Sorry if it read that way. I have no vested interest in convincing anyone of 
any VCS tools' superiority over any other.

(I do, however, reject the idea you sometimes hear put forth that any tool at 
all can be the best in some situations, and so it's pointless to ever argue 
about relative merits. There are tools that are strictly better than other 
tools. git isn't one of them, but they do exist and dismissing the inferior 
tool isn't "religion" in such cases, it's an honest analysis and sysadmins 
should be aware of those cases so they don't waste their time on obsolete 
products.) 

Yves made a definitive statement about a shortcoming of newer tools of which I 
wasn't aware. I'd like to hear more so that if I'm ever in the position of 
needing to version control a lot of binary files I'll know the pitfalls.
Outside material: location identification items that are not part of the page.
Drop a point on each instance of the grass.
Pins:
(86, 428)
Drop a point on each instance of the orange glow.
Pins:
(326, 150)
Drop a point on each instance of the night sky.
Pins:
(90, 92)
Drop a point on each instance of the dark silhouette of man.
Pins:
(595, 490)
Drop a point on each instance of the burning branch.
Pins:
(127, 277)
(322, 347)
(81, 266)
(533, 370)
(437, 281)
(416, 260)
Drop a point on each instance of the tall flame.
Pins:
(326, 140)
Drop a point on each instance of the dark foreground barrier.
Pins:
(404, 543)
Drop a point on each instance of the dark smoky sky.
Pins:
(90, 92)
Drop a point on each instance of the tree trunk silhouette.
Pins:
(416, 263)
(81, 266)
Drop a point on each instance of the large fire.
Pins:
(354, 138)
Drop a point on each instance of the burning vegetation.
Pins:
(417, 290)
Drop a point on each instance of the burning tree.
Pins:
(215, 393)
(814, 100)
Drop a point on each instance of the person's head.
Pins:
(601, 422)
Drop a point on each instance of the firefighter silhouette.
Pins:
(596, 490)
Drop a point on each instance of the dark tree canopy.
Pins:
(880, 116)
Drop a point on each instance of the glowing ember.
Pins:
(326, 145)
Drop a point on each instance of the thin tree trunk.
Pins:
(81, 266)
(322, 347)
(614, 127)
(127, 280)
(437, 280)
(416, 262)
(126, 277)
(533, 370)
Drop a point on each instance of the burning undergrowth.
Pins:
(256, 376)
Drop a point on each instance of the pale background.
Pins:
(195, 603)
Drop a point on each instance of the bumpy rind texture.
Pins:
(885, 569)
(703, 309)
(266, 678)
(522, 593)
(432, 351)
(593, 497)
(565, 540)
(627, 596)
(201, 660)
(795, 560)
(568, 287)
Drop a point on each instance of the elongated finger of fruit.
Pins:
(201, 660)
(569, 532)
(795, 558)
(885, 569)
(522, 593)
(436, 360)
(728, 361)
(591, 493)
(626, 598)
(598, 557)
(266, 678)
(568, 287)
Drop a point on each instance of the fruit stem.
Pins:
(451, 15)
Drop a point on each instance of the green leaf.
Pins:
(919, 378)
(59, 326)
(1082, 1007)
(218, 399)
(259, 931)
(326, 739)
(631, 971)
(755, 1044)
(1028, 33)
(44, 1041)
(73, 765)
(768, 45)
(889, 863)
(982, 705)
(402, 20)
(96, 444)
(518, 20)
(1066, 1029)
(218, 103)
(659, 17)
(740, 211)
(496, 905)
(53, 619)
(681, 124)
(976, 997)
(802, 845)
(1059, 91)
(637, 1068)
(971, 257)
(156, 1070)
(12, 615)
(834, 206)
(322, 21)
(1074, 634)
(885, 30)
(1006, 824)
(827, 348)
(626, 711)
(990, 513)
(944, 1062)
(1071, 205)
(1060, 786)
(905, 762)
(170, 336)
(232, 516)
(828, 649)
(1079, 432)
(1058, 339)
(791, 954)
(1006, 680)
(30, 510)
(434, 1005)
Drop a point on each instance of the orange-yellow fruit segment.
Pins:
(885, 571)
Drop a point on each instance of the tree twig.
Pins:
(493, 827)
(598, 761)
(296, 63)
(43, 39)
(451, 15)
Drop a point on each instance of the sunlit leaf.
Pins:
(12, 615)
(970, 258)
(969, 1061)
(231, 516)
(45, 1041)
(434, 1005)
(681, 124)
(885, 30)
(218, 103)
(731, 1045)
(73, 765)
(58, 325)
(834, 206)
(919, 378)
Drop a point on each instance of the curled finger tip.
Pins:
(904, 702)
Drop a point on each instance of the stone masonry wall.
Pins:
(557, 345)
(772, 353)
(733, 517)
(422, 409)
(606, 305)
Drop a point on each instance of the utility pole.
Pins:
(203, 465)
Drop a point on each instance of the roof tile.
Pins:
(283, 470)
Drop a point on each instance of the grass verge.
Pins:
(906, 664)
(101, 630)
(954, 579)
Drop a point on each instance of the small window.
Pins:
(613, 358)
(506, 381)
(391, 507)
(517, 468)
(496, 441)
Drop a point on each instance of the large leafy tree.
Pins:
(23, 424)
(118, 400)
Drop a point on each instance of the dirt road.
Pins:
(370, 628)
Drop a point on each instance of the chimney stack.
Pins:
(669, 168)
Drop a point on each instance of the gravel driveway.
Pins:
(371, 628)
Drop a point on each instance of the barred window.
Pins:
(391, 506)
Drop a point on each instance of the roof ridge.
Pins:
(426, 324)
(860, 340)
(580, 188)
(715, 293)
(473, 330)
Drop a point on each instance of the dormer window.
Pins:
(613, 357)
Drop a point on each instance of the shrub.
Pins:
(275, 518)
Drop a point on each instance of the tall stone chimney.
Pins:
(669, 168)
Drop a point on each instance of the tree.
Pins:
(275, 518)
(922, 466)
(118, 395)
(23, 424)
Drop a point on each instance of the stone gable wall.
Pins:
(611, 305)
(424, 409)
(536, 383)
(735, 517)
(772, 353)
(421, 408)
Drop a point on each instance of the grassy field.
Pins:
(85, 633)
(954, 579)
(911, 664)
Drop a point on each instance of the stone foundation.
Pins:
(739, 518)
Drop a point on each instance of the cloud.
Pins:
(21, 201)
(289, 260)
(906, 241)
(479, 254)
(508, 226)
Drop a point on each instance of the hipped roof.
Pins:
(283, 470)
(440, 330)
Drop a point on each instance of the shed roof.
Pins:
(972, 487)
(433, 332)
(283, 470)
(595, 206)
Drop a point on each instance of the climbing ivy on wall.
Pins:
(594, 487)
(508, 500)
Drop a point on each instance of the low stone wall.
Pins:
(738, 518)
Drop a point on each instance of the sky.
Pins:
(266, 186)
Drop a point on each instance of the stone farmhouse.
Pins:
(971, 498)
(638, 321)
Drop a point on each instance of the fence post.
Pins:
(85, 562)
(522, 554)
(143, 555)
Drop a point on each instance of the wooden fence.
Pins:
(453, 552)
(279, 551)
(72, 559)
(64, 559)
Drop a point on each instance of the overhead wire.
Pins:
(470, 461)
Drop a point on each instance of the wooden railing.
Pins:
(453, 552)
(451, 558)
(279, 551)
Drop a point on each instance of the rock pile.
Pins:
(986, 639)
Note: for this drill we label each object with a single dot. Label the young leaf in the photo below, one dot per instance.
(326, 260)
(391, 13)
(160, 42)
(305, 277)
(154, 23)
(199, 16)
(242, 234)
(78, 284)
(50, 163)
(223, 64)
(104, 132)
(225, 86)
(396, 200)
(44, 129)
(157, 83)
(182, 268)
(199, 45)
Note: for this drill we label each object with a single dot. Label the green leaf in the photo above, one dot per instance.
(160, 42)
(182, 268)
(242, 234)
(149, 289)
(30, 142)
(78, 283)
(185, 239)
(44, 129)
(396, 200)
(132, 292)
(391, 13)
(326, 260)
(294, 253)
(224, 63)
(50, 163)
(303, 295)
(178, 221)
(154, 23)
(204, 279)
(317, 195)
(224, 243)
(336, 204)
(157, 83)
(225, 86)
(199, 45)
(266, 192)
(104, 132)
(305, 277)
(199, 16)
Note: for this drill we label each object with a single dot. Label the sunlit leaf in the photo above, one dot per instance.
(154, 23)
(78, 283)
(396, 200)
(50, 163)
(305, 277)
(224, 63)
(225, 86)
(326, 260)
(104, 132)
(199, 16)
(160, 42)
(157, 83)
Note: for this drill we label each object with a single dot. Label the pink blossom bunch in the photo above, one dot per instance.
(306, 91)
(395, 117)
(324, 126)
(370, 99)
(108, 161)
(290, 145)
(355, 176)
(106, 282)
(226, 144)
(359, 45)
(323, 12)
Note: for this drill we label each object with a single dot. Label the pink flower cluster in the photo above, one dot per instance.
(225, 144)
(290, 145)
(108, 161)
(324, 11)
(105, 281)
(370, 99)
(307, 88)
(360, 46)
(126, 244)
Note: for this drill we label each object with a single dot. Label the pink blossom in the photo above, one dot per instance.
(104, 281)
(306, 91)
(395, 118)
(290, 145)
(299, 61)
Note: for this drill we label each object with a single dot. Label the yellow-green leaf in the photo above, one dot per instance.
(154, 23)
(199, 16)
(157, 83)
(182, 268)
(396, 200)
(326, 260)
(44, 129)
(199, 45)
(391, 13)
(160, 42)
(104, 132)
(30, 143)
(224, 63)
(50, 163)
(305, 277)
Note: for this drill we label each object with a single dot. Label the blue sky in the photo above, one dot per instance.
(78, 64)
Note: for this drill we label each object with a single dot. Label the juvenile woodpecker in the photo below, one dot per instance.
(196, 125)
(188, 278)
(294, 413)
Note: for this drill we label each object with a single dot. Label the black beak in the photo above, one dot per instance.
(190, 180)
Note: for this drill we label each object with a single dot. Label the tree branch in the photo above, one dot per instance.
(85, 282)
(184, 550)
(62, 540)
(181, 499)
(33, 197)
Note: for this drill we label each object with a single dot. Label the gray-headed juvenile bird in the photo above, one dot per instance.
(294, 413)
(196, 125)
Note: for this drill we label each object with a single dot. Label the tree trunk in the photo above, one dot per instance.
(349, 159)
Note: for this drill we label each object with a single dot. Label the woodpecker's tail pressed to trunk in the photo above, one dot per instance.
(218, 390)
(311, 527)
Brian Mathis <brian.mat...@gmail.com> wrote:

>Please don't start a "which VCS is better even though I know it's git"
>war.  All we need to talk about are which options are out there, which
>I believe we have already done, and then allow the OP to make the
>right decision based on their own requirements.
>
>
>On Thu, May 6, 2010 at 3:22 PM, Trey Harris <t...@lopsa.org> wrote:
>> Yves,
>>
>> Why do you say to use old-fashioned tools for storing binaries? In my 
>> experience, git does a fine job managing binaries. You can even set an 
>> attribute to tell git what tool to use instead of diff to compare revisions 
>> of binaries (if such a tool is available to dump the file into text form).